The spontaneity and intensity endows the film with an overwhelming sense of unexpectedness and dread. Both the poor, derelict Ajami neighborhood and the modern metropolitan Tel Aviv are represented as fragmented, claustrophobic, and full of dark interiors latent with unknown danger. The characters are trapped in their respective, suffocating present just as in the crumbled closet or dimly-lit parking lot they often find themselves; escape is impossible, while searches are often to no avail. A mother tries to flee the town with her children to escape the bloody revenge that has already claimed one innocent life in front of her eyes; a teenage boy from the occupied territory works illegally in Tel Aviv dreaming of paying for his mother’s bone marrow transplant surgery; a Jewish police officer on the edge of burnout is obsessed with the disappearance of his younger brother; an affluent Arab dreams of escaping Ajami with his Jewish lover. In the end all find themselves sinking into the dark snare of crimes. Identity, for all the ethnic groups, is defined in the negative, providing targets for murder and hatred, sources of hostility, obstacles in love and trust, and causes for persecution and despair. Violence becomes the only means of survival and the only form of self-expression available to them.

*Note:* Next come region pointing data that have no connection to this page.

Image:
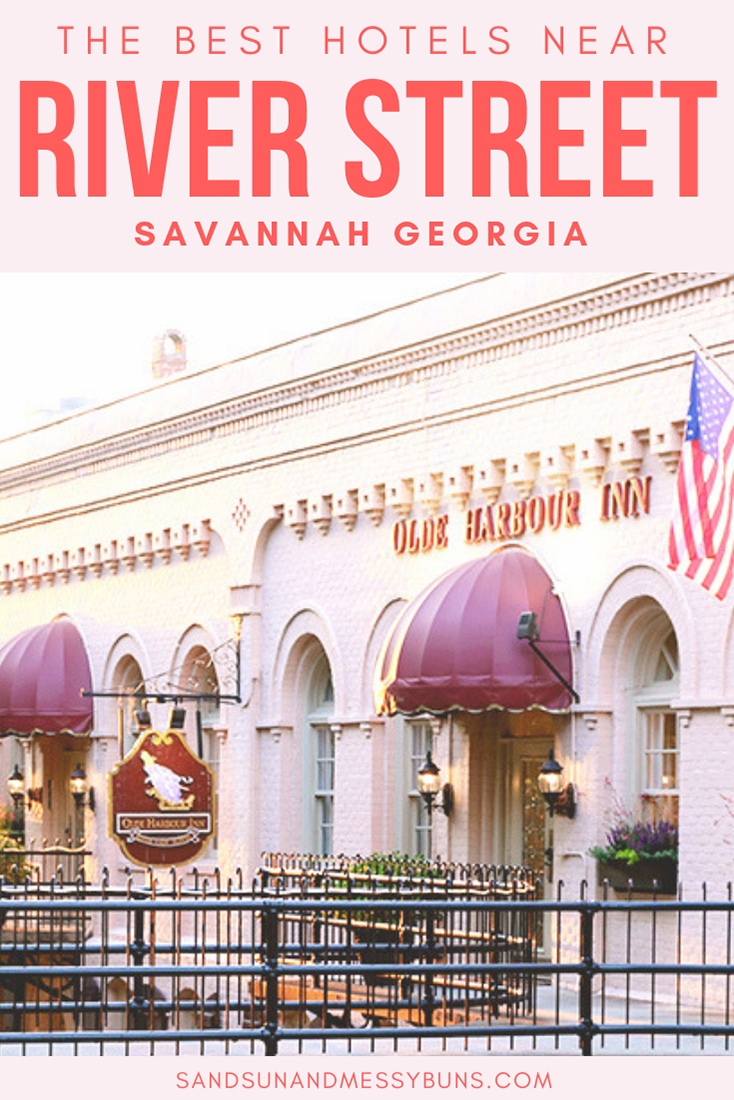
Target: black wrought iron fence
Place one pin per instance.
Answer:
(308, 964)
(64, 862)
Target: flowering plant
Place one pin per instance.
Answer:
(631, 840)
(13, 867)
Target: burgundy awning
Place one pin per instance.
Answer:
(456, 647)
(43, 672)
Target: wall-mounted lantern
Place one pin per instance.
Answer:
(430, 787)
(559, 799)
(17, 787)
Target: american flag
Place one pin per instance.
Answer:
(701, 541)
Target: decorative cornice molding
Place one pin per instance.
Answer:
(90, 562)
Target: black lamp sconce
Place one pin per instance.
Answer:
(559, 799)
(430, 787)
(17, 787)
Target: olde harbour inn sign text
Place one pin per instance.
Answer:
(161, 799)
(511, 519)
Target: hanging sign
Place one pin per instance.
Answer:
(161, 800)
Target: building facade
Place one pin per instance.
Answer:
(256, 530)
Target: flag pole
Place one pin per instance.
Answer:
(712, 359)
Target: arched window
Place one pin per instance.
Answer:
(657, 685)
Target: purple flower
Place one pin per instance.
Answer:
(644, 838)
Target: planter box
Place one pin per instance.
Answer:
(643, 876)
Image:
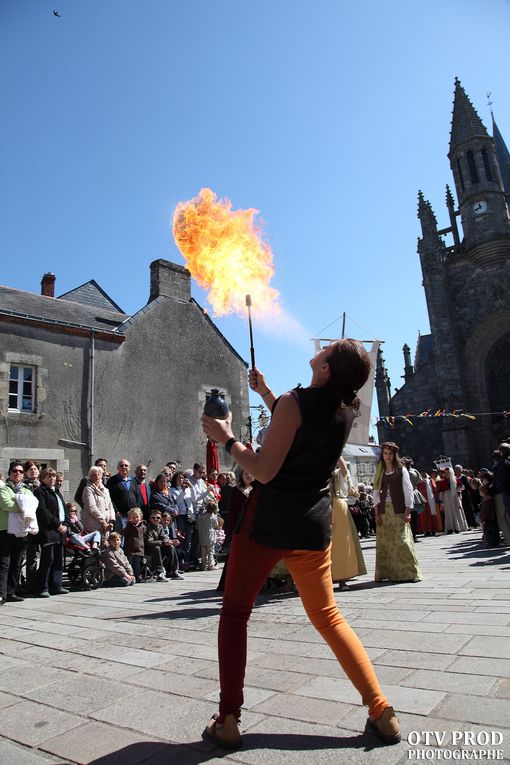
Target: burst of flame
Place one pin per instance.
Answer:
(225, 254)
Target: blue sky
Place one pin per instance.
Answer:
(327, 116)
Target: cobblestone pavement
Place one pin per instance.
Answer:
(130, 676)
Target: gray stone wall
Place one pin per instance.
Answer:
(149, 391)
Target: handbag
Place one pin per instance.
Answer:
(419, 501)
(20, 526)
(25, 522)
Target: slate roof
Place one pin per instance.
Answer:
(18, 303)
(93, 295)
(466, 124)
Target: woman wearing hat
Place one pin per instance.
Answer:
(395, 557)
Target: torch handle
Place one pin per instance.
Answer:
(252, 349)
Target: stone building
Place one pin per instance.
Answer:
(80, 379)
(464, 363)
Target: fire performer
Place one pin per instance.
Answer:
(288, 516)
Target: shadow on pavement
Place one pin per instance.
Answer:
(491, 556)
(159, 753)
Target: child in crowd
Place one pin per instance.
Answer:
(156, 544)
(118, 571)
(488, 518)
(170, 556)
(134, 545)
(75, 533)
(220, 536)
(207, 523)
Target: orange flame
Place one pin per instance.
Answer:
(225, 254)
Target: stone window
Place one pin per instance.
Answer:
(461, 177)
(22, 388)
(23, 384)
(473, 171)
(486, 165)
(497, 372)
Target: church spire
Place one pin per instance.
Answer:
(466, 124)
(502, 154)
(426, 215)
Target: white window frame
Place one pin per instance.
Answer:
(19, 394)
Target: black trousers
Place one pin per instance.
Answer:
(50, 568)
(170, 560)
(32, 565)
(11, 560)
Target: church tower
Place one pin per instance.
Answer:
(477, 175)
(463, 366)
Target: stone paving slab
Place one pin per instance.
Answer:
(450, 681)
(491, 647)
(96, 740)
(185, 685)
(460, 706)
(81, 694)
(15, 754)
(31, 723)
(279, 741)
(409, 699)
(479, 665)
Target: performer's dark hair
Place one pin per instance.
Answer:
(350, 366)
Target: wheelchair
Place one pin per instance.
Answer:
(85, 569)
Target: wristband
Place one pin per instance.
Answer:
(230, 443)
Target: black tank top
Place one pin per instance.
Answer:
(294, 508)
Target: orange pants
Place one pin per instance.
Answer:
(249, 565)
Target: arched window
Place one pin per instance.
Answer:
(487, 165)
(461, 177)
(473, 172)
(497, 375)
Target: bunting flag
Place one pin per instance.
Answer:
(391, 421)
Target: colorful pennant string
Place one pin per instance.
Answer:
(390, 421)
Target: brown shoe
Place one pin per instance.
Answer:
(387, 726)
(225, 734)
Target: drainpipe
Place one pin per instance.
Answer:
(92, 367)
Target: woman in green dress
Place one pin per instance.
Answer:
(393, 499)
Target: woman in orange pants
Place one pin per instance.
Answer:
(288, 516)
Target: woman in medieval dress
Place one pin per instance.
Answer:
(393, 499)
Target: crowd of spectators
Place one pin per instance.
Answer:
(174, 523)
(133, 526)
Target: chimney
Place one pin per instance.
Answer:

The tangled stories are told in five overlapping chapters with dazzling shifts in time, space, and perspective. Many scenes start abruptly and end unexpectedly. As the characters tread dangerous grounds, we as audience often have no clue of where we are, or of the place of a particular location in the city as a whole. Although Tel Aviv is a coastal city, we get only two brief glimpses of the sea: one is when three teenagers practice gun-shots in the dark of the night; the other when a young Palestinian is momentarily carried away by the scenery on a sunny early morning and forgets that, being an “illegal” worker, his only place is the dark indoors. As the spaces are fragmented, the people are also severed from their hometowns, from each other, and from the history of the land. Before the war in 1948, Jaffa was considered the cultural capital of what was then the British Mandate of Palestine. War, occupation, poverty, and crimes have long depleted the city of its cultural splendor.

Ajami tells a depressing story of hostility and disintegration, but also one of courage and humanity. Despite the chronological production, the finished film presents a tapestry of intersecting lives and fates, where faces, objects, and fragmented story-lines appear and reappear in different contexts that clash with each other as they move forward to the surprising and despairing conclusion. By juxtaposing the fragments and presenting the mysterious connections among them, the film gradually builds up the veins and pulse of the neighborhood and locates all the uprooted characters in it. The use of the crime and detective genre may have restricted the connections for the solution of conspiracy and crime, but the film also manages to link the characters through their anxiety and frustration, through the precarious and often fatal family bonds, and the shared yearning for a peaceful spot on the land. These are heart-wrenching moments, as when the young Arabic narrator’s prayer for the dead—“close your eyes”—echoes with a Jewish father’s tender request when bathing his little daughter. The film ends by calling us to open our eyes. It forces everyone to see the reality of the others and embrace its ethical responsibility.